Fed – Everyone’s an Expert and No One Knows for Sure

Fed, Fed, Fed, Fed, Fed…..everyone has something to say about the Fed.  Whether it’s coming from the inside of the Fed, billionaire investors, or the guru of all things interest rates, the hits and misunderstandings seem to come from every direction.  It’s always notable when a Fed President speaks publicly, so when Fed President Raphael Bostic said “We won’t be thinking about rate cuts until well into 2024” it resonated with us. 

The Fed has not been unclear regarding this point.  A likely pause aside, Chairman Powell has been very clear that he is fighting inflation first and that the target is 2%.  We’re NOWHERE NEAR THERE, so at the very least, we should expect a plateau in rates until we start seeing bigger declines.  It’s been a bit unnerving looking at the derivatives market and seeing an expectation for rate cuts in the back half of 2023 when it has been very clear to us what the Fed’s intentions are. 

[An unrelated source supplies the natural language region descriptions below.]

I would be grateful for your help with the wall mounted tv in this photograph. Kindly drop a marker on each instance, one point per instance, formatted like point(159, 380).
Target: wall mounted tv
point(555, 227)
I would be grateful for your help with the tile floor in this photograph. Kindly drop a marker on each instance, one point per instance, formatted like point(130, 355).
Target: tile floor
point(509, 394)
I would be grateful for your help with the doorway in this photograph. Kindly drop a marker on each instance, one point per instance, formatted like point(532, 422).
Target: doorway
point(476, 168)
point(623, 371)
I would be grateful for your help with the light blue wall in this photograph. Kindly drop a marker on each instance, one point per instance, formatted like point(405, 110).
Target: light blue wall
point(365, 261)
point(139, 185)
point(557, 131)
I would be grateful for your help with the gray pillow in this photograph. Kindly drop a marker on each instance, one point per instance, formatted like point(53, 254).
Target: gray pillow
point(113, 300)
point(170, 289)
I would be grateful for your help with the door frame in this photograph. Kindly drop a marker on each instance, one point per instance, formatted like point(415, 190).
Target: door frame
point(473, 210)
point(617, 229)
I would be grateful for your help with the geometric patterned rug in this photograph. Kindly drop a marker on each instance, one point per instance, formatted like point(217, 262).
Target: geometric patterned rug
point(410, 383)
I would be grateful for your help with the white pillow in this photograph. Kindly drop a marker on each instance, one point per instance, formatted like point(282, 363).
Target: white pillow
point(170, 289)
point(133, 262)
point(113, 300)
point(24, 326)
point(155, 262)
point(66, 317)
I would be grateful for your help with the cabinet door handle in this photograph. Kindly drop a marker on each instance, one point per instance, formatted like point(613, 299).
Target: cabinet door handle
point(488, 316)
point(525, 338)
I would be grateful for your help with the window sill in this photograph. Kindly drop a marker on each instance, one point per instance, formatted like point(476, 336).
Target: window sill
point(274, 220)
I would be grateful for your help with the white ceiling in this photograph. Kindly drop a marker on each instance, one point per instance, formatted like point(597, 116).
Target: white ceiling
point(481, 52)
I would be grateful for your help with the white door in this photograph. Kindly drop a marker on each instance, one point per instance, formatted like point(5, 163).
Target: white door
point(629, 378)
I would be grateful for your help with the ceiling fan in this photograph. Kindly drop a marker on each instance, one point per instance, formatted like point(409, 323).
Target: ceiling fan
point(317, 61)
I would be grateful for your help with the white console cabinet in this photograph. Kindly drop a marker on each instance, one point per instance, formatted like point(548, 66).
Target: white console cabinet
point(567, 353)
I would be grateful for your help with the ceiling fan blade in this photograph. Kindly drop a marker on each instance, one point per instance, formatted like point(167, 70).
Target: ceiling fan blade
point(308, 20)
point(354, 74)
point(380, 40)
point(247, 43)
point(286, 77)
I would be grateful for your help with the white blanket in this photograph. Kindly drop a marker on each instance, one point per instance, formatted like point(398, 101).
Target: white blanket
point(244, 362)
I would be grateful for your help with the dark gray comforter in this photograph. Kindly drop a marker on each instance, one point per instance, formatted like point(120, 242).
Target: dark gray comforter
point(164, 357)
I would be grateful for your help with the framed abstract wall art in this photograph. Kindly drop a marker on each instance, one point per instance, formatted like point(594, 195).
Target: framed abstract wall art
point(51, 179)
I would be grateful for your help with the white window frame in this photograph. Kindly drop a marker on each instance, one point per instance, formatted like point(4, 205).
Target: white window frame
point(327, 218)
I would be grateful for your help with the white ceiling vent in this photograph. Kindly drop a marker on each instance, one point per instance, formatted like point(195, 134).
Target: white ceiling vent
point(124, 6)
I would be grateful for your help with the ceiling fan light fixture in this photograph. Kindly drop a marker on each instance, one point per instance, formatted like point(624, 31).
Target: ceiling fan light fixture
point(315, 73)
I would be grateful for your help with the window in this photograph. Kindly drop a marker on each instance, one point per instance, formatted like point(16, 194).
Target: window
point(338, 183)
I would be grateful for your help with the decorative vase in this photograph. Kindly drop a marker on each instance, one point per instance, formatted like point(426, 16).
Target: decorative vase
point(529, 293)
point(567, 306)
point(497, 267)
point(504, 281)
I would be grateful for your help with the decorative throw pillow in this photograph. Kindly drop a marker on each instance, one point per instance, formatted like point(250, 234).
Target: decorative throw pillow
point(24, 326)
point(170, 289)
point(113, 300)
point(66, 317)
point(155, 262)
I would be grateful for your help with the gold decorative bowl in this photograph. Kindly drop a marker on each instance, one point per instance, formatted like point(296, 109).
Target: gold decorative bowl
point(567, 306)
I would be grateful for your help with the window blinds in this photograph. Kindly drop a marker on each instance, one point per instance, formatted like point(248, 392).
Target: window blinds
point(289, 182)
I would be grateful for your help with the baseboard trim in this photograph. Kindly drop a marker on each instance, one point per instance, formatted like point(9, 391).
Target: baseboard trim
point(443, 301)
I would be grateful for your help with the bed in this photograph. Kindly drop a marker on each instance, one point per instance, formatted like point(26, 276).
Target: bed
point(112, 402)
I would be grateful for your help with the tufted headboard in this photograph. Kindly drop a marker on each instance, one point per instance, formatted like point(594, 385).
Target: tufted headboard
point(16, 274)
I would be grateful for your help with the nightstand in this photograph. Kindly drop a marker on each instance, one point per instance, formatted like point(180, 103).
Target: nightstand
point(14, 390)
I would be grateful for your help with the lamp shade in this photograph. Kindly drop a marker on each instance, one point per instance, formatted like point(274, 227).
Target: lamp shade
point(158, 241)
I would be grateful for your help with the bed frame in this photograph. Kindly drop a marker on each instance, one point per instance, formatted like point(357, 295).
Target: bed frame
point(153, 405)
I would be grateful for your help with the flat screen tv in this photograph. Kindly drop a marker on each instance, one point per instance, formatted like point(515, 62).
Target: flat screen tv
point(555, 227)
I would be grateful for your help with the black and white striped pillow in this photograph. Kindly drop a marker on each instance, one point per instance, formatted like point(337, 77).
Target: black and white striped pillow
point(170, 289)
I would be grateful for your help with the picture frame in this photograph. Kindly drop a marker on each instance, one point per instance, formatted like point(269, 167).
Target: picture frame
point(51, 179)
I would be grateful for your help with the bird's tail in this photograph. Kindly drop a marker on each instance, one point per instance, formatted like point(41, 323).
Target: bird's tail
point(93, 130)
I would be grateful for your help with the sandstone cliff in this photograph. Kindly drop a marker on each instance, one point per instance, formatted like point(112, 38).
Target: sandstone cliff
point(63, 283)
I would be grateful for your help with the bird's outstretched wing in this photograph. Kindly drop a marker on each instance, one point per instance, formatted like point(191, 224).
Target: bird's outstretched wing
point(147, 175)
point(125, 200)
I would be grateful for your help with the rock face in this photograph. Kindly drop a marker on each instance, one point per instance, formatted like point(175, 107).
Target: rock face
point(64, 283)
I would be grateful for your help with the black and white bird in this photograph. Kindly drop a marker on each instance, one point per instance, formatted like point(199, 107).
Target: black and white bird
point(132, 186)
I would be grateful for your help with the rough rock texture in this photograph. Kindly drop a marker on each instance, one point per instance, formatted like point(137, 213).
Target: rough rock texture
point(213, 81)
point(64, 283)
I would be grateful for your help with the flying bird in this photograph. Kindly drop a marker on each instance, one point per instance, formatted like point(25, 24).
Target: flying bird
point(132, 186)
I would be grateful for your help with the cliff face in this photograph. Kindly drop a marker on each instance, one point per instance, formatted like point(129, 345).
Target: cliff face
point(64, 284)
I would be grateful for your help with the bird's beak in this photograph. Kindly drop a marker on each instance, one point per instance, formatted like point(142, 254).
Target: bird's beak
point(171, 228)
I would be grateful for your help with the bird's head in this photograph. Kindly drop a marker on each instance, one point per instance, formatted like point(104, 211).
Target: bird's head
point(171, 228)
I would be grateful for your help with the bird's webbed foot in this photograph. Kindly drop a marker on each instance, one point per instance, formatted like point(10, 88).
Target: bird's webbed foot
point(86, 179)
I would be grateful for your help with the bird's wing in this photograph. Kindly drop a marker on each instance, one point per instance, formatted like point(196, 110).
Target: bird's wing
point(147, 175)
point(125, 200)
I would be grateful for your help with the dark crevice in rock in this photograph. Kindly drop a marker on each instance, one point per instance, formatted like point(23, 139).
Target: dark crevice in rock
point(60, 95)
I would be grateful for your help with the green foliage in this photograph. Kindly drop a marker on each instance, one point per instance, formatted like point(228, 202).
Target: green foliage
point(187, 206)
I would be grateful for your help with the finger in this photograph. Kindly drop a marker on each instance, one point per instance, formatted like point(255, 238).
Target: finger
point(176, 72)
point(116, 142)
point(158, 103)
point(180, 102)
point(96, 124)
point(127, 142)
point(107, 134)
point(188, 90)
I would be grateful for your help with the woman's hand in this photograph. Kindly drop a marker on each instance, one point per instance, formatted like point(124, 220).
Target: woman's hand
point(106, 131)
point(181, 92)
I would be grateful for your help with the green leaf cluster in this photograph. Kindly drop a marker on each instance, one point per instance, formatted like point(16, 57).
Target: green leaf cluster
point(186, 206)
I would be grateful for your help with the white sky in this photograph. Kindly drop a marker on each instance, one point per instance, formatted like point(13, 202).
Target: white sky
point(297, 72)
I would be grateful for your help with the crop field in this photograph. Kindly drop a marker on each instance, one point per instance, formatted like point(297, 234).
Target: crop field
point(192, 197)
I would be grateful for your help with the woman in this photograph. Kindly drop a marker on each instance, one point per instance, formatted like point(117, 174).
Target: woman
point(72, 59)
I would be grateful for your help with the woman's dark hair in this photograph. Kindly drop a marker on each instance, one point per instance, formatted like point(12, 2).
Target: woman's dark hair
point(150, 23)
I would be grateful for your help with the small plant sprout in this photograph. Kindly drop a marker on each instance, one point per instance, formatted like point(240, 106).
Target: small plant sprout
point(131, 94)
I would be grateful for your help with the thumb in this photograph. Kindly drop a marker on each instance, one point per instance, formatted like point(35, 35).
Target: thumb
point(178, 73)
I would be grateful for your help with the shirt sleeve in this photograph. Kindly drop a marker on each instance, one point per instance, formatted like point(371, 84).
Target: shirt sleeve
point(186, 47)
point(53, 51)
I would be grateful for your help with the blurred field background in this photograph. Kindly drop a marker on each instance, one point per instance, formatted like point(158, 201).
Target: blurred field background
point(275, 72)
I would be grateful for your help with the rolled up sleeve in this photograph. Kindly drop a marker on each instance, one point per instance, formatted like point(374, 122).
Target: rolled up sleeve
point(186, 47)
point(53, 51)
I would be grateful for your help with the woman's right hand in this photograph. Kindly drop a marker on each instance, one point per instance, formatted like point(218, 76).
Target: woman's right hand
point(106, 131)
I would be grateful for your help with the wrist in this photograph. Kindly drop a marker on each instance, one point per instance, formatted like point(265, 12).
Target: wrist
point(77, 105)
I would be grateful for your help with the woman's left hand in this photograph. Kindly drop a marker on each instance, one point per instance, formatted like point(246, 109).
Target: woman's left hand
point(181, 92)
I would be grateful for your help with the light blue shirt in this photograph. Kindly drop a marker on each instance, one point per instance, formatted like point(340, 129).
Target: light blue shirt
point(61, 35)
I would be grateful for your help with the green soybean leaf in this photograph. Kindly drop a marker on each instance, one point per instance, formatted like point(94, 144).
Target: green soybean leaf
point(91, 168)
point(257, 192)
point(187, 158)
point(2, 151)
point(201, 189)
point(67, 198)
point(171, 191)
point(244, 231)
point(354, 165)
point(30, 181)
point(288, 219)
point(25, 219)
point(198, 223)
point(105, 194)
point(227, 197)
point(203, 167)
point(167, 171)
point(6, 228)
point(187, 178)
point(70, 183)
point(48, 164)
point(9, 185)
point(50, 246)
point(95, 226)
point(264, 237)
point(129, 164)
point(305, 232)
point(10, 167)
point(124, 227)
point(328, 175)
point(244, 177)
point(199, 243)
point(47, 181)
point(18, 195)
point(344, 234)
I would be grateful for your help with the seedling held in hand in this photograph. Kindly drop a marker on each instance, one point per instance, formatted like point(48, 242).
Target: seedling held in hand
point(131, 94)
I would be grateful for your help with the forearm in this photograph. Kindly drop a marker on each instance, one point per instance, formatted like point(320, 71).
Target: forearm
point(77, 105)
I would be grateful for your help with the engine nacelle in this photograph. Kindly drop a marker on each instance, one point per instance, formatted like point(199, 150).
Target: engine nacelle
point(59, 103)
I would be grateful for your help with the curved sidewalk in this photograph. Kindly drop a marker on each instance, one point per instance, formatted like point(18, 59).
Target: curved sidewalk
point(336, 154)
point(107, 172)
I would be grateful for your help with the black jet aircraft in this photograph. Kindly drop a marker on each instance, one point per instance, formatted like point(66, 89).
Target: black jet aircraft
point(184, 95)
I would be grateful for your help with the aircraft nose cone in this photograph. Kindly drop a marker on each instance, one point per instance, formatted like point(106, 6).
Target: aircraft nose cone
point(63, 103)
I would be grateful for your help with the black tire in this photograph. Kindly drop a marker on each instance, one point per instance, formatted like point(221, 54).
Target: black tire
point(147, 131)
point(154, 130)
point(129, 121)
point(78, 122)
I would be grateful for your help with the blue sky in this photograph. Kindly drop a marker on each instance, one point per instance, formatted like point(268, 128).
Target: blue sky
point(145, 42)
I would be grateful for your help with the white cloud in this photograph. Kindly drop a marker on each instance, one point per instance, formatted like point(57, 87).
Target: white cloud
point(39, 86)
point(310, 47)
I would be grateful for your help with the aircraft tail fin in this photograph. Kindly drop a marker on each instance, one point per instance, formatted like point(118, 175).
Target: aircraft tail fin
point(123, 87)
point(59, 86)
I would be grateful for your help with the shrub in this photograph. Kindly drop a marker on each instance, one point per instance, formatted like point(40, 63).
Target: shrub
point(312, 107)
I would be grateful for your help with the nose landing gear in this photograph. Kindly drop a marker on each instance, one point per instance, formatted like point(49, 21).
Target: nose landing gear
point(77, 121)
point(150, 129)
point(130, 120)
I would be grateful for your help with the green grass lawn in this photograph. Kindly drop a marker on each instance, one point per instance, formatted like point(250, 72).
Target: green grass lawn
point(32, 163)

That said, in case the commentary by Mr. Bostic is misunderstood as super bearish, billionaire investor John Tudor Jones seemed to have brought a lighter tone to CNBC when he suggested that there may not by cuts, but there also won’t be a further increase in rates.  The comments from both of these gentlemen seem to jive well with each other and at least allow for the possibility of improvements in asset values.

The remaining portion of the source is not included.